Gonçalves observa que a categoria dos telefônicos ficou muito mais heterogênea e segmentada, visto que os trabalhadores estão pulverizados em diversas empresas, com as negociações separadas e descentralizadas. A conseqüência é o menor poder de organização e de mobilização na defesa de melhores condições de trabalho e de vida. “Enfim, a empresa adquire maior poder na determinação das condições de uso e remuneração do trabalho, e o mundo do trabalho do trabalhador fica mais inseguro, fluído e precário em todos os seus aspectos, como em relação à renda, à perspectiva de manter-se no emprego, à jornada, à intensificação do ritmo de trabalho e à representação sindical”, critica o pesquisador.

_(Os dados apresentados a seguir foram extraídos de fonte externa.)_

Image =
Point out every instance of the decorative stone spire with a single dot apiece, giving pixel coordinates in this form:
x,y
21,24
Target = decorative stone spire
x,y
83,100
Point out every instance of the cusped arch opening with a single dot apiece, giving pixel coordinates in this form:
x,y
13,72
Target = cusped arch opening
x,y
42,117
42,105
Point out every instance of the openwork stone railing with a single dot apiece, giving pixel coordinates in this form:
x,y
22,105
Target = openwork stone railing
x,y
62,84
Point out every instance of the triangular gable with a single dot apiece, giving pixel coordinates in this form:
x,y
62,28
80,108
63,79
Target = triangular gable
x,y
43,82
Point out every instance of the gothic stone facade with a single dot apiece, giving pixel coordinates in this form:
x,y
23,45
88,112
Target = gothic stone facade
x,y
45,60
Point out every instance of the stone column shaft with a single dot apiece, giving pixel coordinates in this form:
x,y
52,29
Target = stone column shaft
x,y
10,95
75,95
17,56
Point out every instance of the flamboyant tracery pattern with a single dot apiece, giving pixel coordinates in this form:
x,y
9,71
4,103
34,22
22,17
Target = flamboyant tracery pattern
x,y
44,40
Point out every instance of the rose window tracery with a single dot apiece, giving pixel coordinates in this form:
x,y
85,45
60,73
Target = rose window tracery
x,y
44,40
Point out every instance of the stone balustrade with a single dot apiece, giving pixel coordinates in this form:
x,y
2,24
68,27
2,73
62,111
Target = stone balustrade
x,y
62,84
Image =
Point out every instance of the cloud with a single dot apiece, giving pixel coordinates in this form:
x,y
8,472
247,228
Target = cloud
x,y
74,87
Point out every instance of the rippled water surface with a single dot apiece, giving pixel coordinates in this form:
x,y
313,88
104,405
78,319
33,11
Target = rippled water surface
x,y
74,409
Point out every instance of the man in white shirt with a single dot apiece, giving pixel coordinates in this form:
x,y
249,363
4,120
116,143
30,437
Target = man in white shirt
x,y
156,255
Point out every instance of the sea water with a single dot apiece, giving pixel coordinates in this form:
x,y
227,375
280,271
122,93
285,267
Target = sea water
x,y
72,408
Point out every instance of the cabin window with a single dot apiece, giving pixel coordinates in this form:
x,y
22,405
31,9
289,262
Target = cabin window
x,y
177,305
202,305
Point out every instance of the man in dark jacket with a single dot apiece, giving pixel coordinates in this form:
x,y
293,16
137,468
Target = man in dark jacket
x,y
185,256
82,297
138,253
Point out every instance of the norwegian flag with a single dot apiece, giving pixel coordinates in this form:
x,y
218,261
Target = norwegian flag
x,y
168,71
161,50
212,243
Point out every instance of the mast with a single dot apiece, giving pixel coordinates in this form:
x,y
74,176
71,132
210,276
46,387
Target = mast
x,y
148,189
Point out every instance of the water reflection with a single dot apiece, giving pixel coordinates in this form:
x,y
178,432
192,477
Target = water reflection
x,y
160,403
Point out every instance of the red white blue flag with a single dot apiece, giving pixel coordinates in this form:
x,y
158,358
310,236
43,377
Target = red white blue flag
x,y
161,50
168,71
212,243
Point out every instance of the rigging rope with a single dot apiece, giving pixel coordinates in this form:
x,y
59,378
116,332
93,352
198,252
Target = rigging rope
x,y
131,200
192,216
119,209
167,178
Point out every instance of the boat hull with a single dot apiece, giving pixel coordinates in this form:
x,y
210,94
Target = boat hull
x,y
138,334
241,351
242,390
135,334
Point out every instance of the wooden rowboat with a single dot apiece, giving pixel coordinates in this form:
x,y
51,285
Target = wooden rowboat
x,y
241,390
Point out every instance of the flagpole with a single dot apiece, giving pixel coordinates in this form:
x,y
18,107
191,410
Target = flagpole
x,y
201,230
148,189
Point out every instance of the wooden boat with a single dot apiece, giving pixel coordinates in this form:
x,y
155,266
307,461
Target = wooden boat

Em termos de representação, o professor José Dari Krein lembra que os telefônicos, no âmbito nacional, diferentemente do Estado de São Paulo, tinham uma grande tradição de organização, lutas e conquistas. Mas que, depois da privatização, com grande parte da base de representação sindical se localizando nas empresas terceirizadas, o enfraquecimento fica evidente na ausência de mobilizações e greves no período recente. “A pulverização da base está dificultando a criação de uma identidade comum que impulsione a luta do conjunto da categoria na mesma perspectiva. Apesar disso, o sindicato representa tanto os terceirizados como os da empresa principal. Hoje, dos 46 mil existentes no segmento, quase 40 mil são terceirizados”, informa.

Segundo o autor Ricardo Uchima, o sindicato, que antes fazia acordos envolvendo a totalidade da categoria, agora os faz com grupos de quinhentos ou mil empregados. “Os trabalhadores da empresa estudada, em termos de reajustes salariais, perderam para a inflação em todos os anos após o Plano Real”, afirma.